In other CRC news, Oregon’s Clackamas County Board of Commissioners failed to pass a resolution Feb. 7 opposing the bridge replacement project. The resolution, submitted at the last minute by newly-elected chair John Ludlow, would have declared that the county “strongly objects to the efforts to commit any funding to the Columbia River Crossing as currently planned.”

The Oregonian newspaper reported that Ludlow proposed the resolution without any notice to the board, which caused two commissioners to admonish him.

Ludlow and newly-elected Commissioner Tootie Smith voted for the resolution. Commissioner Martha Schrader, also newly-elected, voted against it. Commissioner Paul Savas abstained, and Commissioner Jim Bernard was not present.

The commission is non-partisan, but Ludlow and Smith are Tea Party Republicans. Savas is a Republican and Schrader and Bernard are Democrats.

And as this issue of the Labor Press was going to press, the Board of Clark County Commissioners in Washington was going to consider an anti-CRC resolution almost identical to the one that failed in Clackamas County. Like Clackamas County, the resolution was submitted through the back door.

The Columbian newspaper reported that newly-elected Commissioner David Madore, a Republican, asked for the agenda item via an e-mail to County Administrator Bill Barron a day after the Board of Commissioners had met in a public session.
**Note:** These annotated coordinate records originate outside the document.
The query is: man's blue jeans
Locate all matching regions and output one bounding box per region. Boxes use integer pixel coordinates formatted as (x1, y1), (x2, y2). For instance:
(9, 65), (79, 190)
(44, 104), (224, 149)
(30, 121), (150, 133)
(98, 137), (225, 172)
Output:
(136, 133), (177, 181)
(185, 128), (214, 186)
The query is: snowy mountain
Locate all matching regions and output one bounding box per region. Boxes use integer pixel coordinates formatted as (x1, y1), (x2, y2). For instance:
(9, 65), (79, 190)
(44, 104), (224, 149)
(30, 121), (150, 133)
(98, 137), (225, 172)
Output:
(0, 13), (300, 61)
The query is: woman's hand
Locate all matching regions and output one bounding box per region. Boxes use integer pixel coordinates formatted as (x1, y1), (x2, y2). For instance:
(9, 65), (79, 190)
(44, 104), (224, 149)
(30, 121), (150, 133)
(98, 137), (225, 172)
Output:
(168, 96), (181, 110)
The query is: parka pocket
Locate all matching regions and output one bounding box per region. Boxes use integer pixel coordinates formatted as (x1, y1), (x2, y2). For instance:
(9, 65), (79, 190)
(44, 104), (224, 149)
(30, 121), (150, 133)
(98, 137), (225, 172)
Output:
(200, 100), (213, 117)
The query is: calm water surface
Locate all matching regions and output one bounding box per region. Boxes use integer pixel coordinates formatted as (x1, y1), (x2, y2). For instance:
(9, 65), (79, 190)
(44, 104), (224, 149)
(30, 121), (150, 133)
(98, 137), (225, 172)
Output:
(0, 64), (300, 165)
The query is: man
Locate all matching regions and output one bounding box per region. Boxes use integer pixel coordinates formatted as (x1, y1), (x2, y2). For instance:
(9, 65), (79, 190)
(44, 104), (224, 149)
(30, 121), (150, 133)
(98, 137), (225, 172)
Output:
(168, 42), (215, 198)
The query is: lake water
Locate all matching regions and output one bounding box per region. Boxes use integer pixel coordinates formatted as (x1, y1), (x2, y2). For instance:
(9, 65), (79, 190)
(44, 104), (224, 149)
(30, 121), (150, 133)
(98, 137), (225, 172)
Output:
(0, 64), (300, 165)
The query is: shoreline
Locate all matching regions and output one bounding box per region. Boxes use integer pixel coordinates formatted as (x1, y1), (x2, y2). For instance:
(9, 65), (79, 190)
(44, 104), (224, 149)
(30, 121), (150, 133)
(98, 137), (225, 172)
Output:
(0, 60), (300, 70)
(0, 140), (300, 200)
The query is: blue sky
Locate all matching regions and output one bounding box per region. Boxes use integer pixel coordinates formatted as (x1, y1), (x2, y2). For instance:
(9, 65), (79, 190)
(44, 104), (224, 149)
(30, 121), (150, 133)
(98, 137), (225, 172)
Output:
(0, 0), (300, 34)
Fellow Commissioner Tom Mielke, a Republican, agreed to add the item to the agenda after being contacted by Barron.

In a Feb. 7 e-mail, Commissioner Steve Stuart, a Democrat, confirmed it. “I was informed by the county administrator that the county commissioners will consider a resolution opposing the Columbia River Crossing Project next Tuesday (Feb. 12) morning.”

Stuart said the resolution, “was not discussed in open public session yesterday, but instead delivered in an e-mail from Commissioner Madore this morning followed up by a second vote given by Commissioner Mielke over the phone with our administrator, who agreed to add it (to the agenda).

“Regardless of your feelings about the CRC project, please know that I believe the public should be duly notified of, and invited to participate in, public business such as this,” Stuart wrote. “Trying to sneak things by doesn’t help establish public trust.”

In January, the Board of Commissioners, led by Madore, voted 2-to-1 to withdraw more than $100,000 in funding to the Columbia River Economic Development Council because of its support for the Columbia River Crossing project.

Neither of the county resolutions has any effect on the CRC project, as  it doesn’t fall under their governing authority. “The county commission has no legal authority over this interstate project. Period,” Stuart told the Columbian newspaper.